1. Page 22 in Cohen (1998), The Topology of Fiber Bundles Lecture Notes (http://math.stanford.edu/~ralph/fiber.pdf)

Answer 1

If $E \to X$ is a complex vector bundle with structure group $G=U(1)\times SU(n-1) \subset U(n)$ there exists complex line bundle $E_1$ (with structure group $U(1)$) and a complex vector bundle $E_2$ with structure group $SU(n-1)$ such that $E$ is isomorphic to $E_1 \oplus E_2$.

This makes the Chern classes of $E$ computable in the terms of chern classes of $E_1$ and $E_2$.

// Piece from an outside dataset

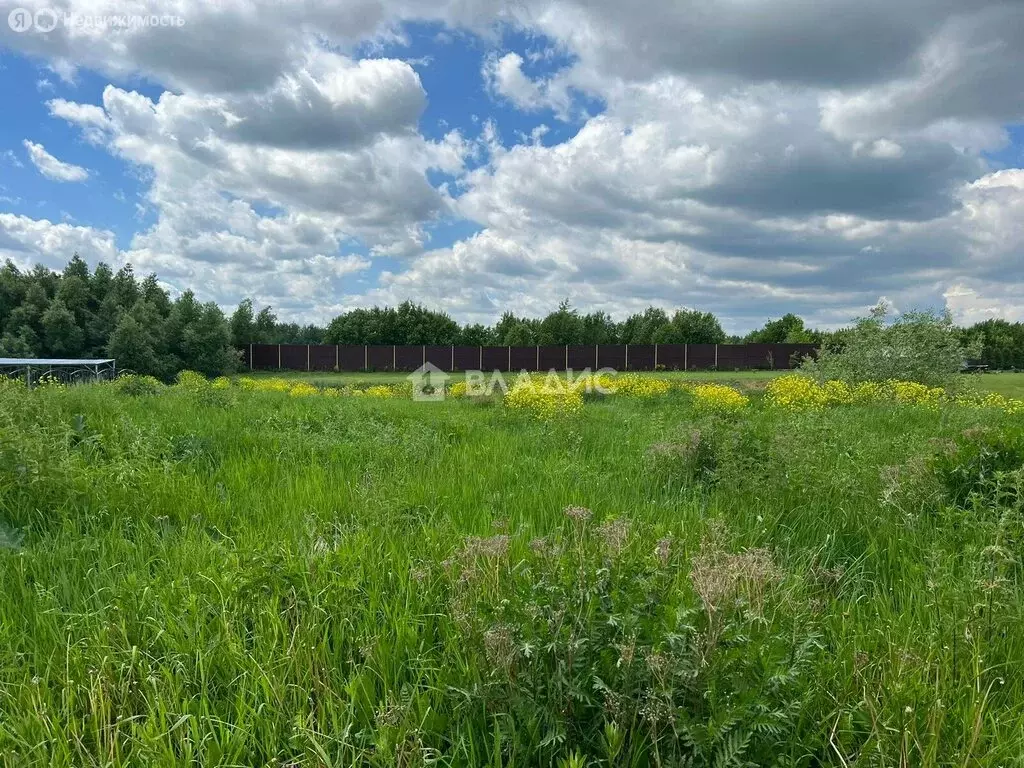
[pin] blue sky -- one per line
(478, 159)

For the statement, consider the $G$ principle bundle $P\to X$ associated to $E$. The proection \begin{align*} pr_1:G \to U(1) \end{align*} induces a $U(1)$ principle bundle $P_1 := (P \times U(1))/G$. Where the right action of $G$ on $P\times U(1)$ is given by \begin{align*} (p,z)\cdot g:= (p\cdot g, pr_1(g)^{-1}\cdot z). \end{align*}

Analogously $pr_2:G \to SU(n-1)$ defines a $SU(n-1)$ principle bundle $P_2$. There is an ismorphism of $G$ principle bundles $P \overset{\sim}{\to} P_1 \times P_2$. Take $E_1,E_2$ to be the associated vector bundles respectively.

This corresponds to a map of classifying spaces $B(G_1\times G_2) \to BG_1 \times BG_2$ which is homotopy inverse to $BG_1\times BG_2 \to B(G_1 \times G_2)$.